星野国賠控訴審で勝利判決 一審支持 国に獄死の責任
沖縄返還協定批准阻止を闘った1971年11・14渋谷暴動闘争で「殺人罪」でっち上げ無期懲役の弾圧44年。星野文昭同志の獄死の責任は国にあるとする歴史的な判決が一審に続き、二審でも出された。
東京高裁第23民事部(古谷恭一郎裁判長)は6月26日、国家賠償請求訴訟の控訴審判決で原告と被告・国の控訴をいずれも棄却し、東日本成人矯正医療センターが(2019年5月の星野同志の肝細胞がん切除手術後に、急激な血圧低下などの症状が出ていたにも関わらず)出血を止めるための再開腹手術を行わなかった責任を認め、2200万円の賠償を国に命じた一審判決を支持した。これまでの国賠訴訟では地裁で勝利しても東京高裁で逆転されるケースが多かったが、その反動の牙城(がじょう)ですら認めざるを得ないほど、星野同志への刑務所医療が国による殺人そのものであったことが暴かれたのだ。

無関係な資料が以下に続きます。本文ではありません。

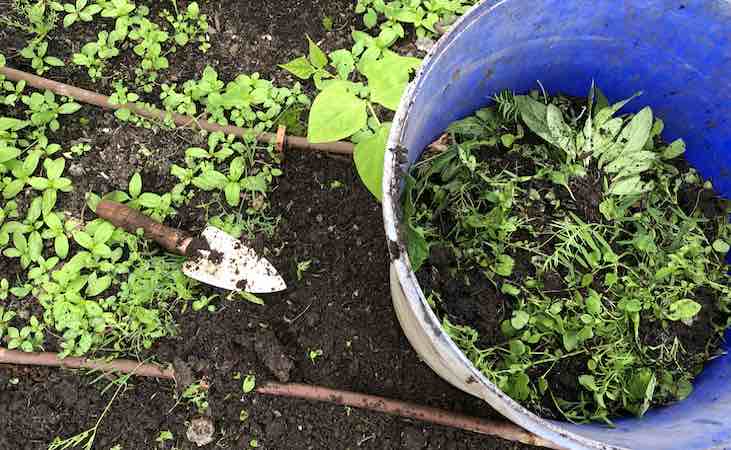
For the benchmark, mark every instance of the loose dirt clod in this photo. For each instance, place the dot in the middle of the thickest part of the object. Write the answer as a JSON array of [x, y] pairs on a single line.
[[272, 355], [183, 374], [201, 431]]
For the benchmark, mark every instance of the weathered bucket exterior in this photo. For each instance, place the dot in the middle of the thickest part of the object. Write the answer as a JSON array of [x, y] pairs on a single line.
[[679, 54]]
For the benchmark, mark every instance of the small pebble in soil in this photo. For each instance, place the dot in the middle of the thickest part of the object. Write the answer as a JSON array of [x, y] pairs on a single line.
[[201, 431], [271, 353]]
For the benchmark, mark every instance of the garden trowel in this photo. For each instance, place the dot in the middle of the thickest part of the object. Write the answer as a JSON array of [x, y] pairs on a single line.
[[214, 258]]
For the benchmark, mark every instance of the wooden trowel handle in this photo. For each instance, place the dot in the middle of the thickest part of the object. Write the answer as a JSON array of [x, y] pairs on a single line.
[[122, 216]]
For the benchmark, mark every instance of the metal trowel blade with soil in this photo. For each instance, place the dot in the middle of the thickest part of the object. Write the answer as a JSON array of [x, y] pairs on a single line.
[[229, 264], [214, 258]]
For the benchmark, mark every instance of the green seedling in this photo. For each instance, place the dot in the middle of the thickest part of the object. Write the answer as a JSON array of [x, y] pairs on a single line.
[[45, 110], [163, 437], [4, 289], [314, 354], [197, 395], [117, 8], [81, 10], [327, 23], [302, 267], [27, 338], [52, 183]]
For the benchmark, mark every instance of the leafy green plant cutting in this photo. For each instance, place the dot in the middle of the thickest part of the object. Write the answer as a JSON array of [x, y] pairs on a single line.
[[568, 252]]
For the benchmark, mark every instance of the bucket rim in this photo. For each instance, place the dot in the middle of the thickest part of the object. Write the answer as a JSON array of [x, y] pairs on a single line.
[[395, 159]]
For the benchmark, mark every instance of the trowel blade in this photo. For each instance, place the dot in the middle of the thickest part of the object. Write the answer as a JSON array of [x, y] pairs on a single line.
[[233, 266]]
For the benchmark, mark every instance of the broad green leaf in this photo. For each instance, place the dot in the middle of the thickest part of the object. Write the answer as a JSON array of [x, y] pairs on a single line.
[[504, 265], [236, 168], [9, 123], [370, 19], [8, 153], [368, 157], [35, 246], [605, 113], [135, 185], [53, 61], [83, 239], [249, 383], [210, 180], [255, 183], [193, 9], [388, 77], [720, 246], [149, 200], [343, 62], [317, 57], [562, 136], [299, 67], [69, 108], [38, 183], [675, 149], [594, 303], [588, 382], [196, 152], [232, 193], [684, 309], [69, 20], [336, 114], [103, 233], [533, 114], [626, 186], [54, 168], [53, 221], [519, 320], [417, 246]]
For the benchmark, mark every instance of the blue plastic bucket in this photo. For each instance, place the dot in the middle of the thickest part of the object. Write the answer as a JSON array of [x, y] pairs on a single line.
[[679, 54]]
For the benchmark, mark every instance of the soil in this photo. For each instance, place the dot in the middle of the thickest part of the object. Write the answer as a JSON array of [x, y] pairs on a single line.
[[341, 306]]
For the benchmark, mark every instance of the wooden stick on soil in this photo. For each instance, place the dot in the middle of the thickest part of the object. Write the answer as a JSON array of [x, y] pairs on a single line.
[[93, 98], [502, 429], [117, 365]]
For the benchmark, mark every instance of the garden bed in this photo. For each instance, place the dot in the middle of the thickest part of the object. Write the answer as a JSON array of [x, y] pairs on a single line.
[[335, 323]]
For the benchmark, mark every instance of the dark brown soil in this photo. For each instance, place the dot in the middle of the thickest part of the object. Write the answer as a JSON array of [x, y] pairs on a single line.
[[341, 306]]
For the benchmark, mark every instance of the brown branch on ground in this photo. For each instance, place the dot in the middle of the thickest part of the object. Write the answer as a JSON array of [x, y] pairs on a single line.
[[53, 360], [502, 429]]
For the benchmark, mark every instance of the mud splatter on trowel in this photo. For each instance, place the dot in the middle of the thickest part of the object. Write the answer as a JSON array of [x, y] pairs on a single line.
[[214, 258]]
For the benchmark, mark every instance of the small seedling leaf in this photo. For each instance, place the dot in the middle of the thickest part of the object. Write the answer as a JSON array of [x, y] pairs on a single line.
[[336, 114], [249, 383]]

この日早朝から裁判所前には星野・大坂全国救援会を先頭に全国から仲間が詰め掛け、「星野さん虐殺を許さない、徳島刑務所を許さない」「中国侵略戦争に突き進む高市を倒すことこそ、星野さんの遺志を引き継ぐ闘い」と気勢を上げた。大阪東住吉冤罪(えんざい)事件被害者(再審無罪)の青木惠子さんが「今日は絶対に勝つと、真っ白な服でやってきた」と、星野さん虐殺への怒りと国賠勝利への確信を表した。報道各社も注目し、午前10時半前には原告である星野暁子さんと弁護団を先頭に80人が入廷行動を闘った。
「本件各控訴をいずれも棄却する」。裁判長は主文を述べると閉廷を宣言し、裁判はものの1分で終了。傍聴席からは「徳島刑務所の責任は判断しないのか」と怒りの声が飛んだ。徳島刑務所の責任を問題にした原告の控訴を退けたことに対する怒りだ。

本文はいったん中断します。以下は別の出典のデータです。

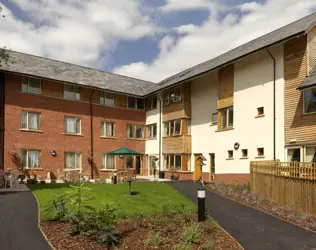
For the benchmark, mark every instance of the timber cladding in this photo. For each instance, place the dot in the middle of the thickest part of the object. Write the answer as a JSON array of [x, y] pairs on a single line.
[[298, 126], [176, 144], [311, 45], [226, 87]]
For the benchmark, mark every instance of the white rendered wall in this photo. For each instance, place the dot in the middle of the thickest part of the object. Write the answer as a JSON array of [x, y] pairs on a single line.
[[253, 88]]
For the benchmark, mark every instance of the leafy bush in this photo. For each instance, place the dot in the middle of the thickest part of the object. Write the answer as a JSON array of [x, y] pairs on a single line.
[[192, 233]]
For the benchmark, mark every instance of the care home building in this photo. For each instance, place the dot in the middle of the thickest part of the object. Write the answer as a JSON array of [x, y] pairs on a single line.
[[255, 102]]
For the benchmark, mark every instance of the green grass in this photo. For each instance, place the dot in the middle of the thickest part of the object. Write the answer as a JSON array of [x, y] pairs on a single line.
[[151, 197]]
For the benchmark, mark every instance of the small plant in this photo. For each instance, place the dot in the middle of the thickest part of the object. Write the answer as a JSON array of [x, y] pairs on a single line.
[[192, 233], [154, 239]]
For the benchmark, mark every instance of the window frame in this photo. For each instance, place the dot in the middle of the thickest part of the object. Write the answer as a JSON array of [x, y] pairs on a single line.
[[75, 125], [308, 113], [75, 155], [27, 79], [28, 120], [27, 158], [104, 128]]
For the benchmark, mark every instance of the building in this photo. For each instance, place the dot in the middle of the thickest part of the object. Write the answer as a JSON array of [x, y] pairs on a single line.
[[255, 102]]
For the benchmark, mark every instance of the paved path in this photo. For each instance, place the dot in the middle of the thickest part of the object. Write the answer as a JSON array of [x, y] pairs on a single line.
[[18, 223], [251, 228]]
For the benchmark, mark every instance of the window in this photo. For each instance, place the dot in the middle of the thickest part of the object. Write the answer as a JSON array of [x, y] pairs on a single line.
[[106, 98], [151, 132], [309, 100], [260, 152], [73, 160], [72, 125], [227, 117], [172, 95], [215, 117], [30, 121], [30, 158], [188, 127], [135, 103], [71, 92], [108, 162], [244, 153], [151, 102], [135, 131], [31, 85], [310, 154], [107, 129], [260, 111], [230, 154], [172, 128]]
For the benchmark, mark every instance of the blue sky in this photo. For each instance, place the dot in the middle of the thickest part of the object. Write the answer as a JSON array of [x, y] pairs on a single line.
[[143, 38]]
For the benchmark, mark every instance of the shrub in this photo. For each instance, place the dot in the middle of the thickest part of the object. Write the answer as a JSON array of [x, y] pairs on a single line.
[[154, 239], [192, 233]]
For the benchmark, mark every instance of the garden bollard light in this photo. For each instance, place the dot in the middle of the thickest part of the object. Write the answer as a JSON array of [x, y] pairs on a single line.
[[201, 204], [115, 178]]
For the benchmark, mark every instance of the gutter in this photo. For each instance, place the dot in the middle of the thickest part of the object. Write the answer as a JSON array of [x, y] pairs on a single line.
[[274, 79]]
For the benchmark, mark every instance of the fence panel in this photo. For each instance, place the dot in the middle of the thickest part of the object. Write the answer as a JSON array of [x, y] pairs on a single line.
[[291, 184]]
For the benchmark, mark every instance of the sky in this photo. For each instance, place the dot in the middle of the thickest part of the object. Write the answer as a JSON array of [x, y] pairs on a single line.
[[145, 39]]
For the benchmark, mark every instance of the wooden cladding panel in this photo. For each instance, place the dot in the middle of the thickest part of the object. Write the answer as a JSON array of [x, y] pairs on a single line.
[[297, 125], [176, 144], [176, 110], [311, 43], [226, 87]]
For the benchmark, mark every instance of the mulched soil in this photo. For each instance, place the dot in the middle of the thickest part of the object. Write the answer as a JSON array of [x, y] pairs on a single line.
[[243, 195], [134, 234]]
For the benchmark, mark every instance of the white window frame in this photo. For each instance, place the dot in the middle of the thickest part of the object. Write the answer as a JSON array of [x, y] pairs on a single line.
[[76, 119], [104, 128], [28, 120], [27, 85], [105, 98], [75, 154], [27, 158], [76, 92], [313, 87], [104, 162]]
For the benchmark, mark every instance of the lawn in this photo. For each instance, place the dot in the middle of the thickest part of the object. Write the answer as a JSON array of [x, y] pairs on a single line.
[[150, 198]]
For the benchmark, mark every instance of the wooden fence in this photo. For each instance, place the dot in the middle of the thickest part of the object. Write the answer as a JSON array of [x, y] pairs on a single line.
[[292, 184]]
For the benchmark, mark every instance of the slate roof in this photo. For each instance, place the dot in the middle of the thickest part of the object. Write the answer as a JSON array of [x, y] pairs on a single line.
[[309, 81], [294, 29], [70, 73]]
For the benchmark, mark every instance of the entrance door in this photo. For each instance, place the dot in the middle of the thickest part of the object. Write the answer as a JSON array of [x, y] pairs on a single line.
[[197, 167], [212, 167], [138, 164]]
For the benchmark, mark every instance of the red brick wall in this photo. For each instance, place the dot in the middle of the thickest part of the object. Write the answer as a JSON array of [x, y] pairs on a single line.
[[52, 112]]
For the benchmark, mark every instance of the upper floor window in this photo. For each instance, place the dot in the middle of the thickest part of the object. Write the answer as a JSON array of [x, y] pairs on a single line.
[[227, 117], [172, 95], [106, 98], [72, 125], [30, 158], [31, 85], [151, 102], [309, 100], [107, 129], [135, 131], [172, 128], [71, 92], [135, 103], [30, 120]]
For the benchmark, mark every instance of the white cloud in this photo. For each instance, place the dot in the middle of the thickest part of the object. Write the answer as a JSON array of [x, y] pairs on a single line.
[[215, 37], [74, 31]]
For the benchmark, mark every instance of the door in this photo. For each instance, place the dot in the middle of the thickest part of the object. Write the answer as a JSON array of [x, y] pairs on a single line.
[[212, 167], [197, 167]]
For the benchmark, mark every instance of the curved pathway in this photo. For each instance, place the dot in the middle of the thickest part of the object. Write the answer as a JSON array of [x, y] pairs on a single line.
[[250, 227], [18, 222]]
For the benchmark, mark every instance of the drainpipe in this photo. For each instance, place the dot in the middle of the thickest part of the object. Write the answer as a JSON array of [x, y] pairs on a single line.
[[91, 134], [274, 78]]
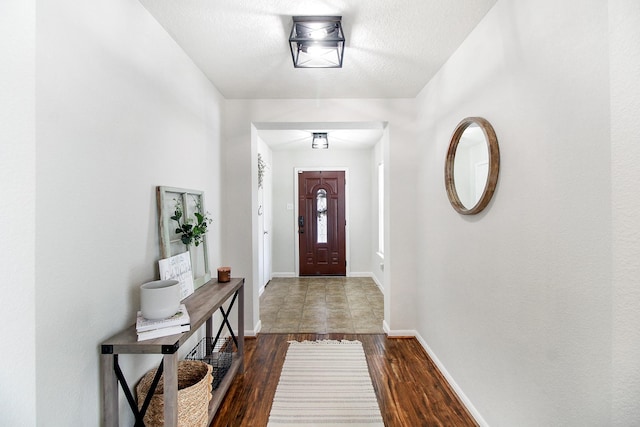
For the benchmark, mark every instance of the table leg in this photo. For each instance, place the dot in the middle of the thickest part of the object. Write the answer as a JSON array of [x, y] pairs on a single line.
[[171, 389], [110, 407]]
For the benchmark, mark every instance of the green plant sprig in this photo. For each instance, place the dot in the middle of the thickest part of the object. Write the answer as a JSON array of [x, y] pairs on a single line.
[[188, 231]]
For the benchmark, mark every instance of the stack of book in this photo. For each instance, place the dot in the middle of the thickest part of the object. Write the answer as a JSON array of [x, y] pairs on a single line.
[[176, 324]]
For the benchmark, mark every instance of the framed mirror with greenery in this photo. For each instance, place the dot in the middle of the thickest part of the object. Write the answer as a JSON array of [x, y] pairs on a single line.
[[183, 228], [472, 166]]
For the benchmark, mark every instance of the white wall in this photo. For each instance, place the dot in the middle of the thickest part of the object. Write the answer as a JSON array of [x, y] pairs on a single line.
[[377, 262], [240, 148], [121, 109], [516, 301], [358, 163], [17, 217], [624, 28]]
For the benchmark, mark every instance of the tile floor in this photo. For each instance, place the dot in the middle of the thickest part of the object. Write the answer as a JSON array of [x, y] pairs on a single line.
[[322, 305]]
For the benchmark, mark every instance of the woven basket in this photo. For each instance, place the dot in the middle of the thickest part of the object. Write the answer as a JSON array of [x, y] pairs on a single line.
[[194, 394]]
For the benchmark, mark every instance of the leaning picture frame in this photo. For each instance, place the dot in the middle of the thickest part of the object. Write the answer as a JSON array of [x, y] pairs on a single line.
[[189, 202]]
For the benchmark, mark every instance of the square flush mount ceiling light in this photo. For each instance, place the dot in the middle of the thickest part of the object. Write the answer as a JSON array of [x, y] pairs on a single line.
[[317, 42], [320, 140]]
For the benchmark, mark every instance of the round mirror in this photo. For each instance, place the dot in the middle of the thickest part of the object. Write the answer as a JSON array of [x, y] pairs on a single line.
[[472, 165]]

判決後に弁護士会館で行われた報告集会で岩井信弁護士は「国のデタラメな主張を丸ごと退けた。国に対して刑務所医療の改善を強く求める判決だ。また徳島刑務所長が星野さんの病状を四国地方更生保護委員会に伝えなかったことを、高裁も違法と認めた。形式的な違反ではなく、人命を軽視した意図的な不作為を断じた」と判決の核心を提起した。藤田城治弁護士がこれを補足し「賠償支払いは医療センターの行為を中心にすえ、徳島刑務所の行為は『慰謝料の算定で斟酌(しんしゃく)する』と、高裁判決は一審以上に踏み込んだ」と解説した。
原告である星野暁子さんは「6年の闘いにひとまず決着をつけた。この勝利の大きさはこれからの闘いで生きてくる」と闘いの姿勢を鮮明にし、ともに闘い抜いた仲間は日帝打倒への誓いを新たにした。

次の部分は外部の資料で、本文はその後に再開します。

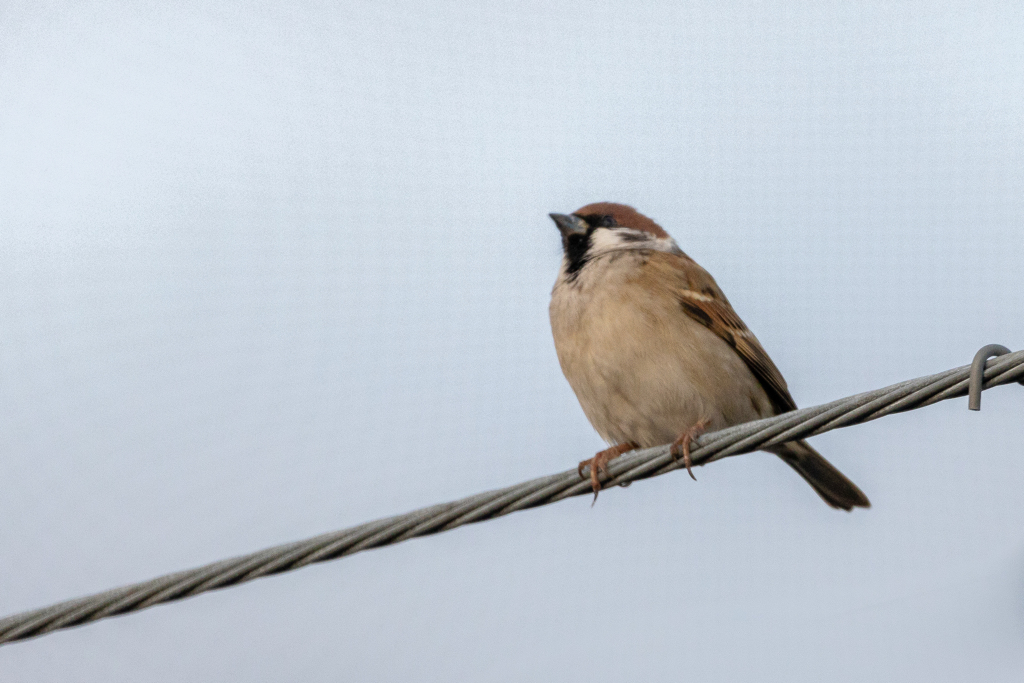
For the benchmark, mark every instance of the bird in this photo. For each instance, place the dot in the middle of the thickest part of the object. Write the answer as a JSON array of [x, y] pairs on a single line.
[[654, 351]]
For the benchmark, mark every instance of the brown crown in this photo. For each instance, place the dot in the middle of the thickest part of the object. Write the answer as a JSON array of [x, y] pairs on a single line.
[[626, 216]]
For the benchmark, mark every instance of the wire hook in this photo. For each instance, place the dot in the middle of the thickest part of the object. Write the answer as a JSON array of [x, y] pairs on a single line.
[[978, 373]]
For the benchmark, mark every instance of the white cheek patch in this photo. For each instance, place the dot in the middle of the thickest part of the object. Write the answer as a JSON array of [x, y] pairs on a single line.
[[605, 240]]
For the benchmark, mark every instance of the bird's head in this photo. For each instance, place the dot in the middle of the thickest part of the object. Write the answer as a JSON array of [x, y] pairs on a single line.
[[603, 227]]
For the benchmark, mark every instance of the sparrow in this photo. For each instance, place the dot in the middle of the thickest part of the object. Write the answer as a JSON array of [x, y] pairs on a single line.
[[654, 351]]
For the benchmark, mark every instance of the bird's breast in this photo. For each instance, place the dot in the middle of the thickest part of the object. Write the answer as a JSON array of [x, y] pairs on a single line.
[[642, 369]]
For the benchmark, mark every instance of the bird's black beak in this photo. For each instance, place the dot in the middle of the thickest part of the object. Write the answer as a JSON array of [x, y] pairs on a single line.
[[568, 224]]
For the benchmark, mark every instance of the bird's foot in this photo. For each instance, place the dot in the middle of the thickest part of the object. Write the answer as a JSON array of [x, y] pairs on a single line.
[[682, 444], [598, 462]]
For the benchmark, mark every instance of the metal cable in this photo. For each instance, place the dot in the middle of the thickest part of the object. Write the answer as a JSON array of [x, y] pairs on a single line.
[[623, 471]]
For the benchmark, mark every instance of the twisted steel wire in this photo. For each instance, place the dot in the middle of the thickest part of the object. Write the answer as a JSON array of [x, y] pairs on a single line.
[[623, 471]]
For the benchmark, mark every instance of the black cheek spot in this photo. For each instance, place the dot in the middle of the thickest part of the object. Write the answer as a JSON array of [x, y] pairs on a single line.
[[576, 247]]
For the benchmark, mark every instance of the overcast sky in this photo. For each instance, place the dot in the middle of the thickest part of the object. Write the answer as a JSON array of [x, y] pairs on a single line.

星野同志と同じでっち上げ弾圧で懲役20年の一審判決を受けている大坂正明同志は、東京拘置所で9年もの不当な長期未決勾留を強いられ、鼻ポリープを放置され、耳の不調を訴えても検査すら行われない。星野国賠勝利の力でこの現実を覆そう。今秋10月2日に大坂同志の控訴審が始まる。55年にわたる星野闘争の一切を注ぎこみ、無実の大坂同志奪還・でっち上げ粉砕へ総力をあげて闘おう。